1.3 Document structure
This Guideline is laid out as follows.
Clause 2 introduces and describes the permafrost of Canada. For this Guideline, permafrost is limited to northern permafrost. Topics covered include the distribution of permafrost in Canada, ground temperatures, ice content, salinity, terrain sensitivity, surface hydrology, and the effects of a changing climate on the performance of building foundation.
Clause 3 describes some important considerations for foundation design in permafrost terrain. Topics include ground temperature and its effect on soil strength, creep, effects of pore water salinity, effects of surface disturbance on the thermal regime of the ground, the need for geotechnical investigations, and the impacts of site preparation.
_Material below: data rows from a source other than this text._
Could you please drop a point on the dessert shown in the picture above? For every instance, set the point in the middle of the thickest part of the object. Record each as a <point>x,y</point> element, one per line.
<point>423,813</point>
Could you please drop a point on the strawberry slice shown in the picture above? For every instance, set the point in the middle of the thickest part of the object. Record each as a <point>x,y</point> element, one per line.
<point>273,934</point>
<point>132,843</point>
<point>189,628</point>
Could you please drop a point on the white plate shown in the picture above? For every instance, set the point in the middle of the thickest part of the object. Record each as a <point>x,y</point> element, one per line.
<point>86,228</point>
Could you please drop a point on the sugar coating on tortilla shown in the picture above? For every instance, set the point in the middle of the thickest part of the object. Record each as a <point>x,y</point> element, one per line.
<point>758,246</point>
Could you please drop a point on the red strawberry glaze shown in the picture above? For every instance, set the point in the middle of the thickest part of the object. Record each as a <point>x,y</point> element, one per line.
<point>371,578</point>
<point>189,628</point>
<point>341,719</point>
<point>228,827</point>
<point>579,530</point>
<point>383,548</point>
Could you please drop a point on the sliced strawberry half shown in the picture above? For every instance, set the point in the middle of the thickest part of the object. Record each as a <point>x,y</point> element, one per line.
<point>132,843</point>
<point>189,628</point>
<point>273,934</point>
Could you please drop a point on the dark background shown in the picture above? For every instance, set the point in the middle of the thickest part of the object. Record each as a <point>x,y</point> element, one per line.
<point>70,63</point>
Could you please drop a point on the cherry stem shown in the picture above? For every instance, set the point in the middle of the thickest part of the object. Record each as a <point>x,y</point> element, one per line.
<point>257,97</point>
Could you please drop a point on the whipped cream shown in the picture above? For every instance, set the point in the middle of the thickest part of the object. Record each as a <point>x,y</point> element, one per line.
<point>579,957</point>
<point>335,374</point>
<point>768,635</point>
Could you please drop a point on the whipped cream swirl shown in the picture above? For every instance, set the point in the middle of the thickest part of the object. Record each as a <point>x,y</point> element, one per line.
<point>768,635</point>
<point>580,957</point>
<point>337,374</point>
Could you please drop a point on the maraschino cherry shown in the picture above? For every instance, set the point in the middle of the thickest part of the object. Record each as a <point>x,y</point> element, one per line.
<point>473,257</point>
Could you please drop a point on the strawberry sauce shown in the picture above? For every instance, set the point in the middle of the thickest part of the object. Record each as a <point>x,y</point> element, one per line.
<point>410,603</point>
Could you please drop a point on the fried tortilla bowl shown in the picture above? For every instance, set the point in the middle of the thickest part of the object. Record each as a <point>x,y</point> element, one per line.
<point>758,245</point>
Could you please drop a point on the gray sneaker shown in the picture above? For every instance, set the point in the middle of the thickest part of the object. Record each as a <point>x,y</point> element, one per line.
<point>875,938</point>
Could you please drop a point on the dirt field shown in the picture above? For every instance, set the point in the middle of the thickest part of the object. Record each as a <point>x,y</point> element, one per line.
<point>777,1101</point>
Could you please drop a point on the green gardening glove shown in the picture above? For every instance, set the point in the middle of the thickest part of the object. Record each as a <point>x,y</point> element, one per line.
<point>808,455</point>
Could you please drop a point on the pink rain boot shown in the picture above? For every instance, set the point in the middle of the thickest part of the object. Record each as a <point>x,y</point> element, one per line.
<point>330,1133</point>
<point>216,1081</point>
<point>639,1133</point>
A flowchart to assist in foundation selection is provided, followed by a discussion of foundation and design issues, including thaw settlement, frost heave, and frost jacking. A developing trend in foundation design in permafrost called adaptive design is discussed, which involves incorporating low-cost strategies in a foundation design that can be later used to provide mitigation for a future performance issue.
Clause 4 addresses logistics and northern-specific constraints related to foundation design and construction. Given the remoteness of most northern communities, planning and execution of construction projects is of major importance.
Clauses 5 and 6 address the attributes of permafrost foundation systems (i.e., shallow and deep foundations). Descriptions of the various foundation systems are provided, illustrated by photographs and figures.
Clause 7 describes the role and uses of insulation materials in foundation design and construction. The science of insulation continues to evolve, and new materials have the opportunity to improve the performance of foundations on permafrost.
Clause 8 provides a discussion on the role, merits, and tasks associated with operational monitoring and inspection.
Annex A is a glossary of concepts and terms use in this Guideline. Annex B lists bibliographic information for the documents referenced in this Guideline.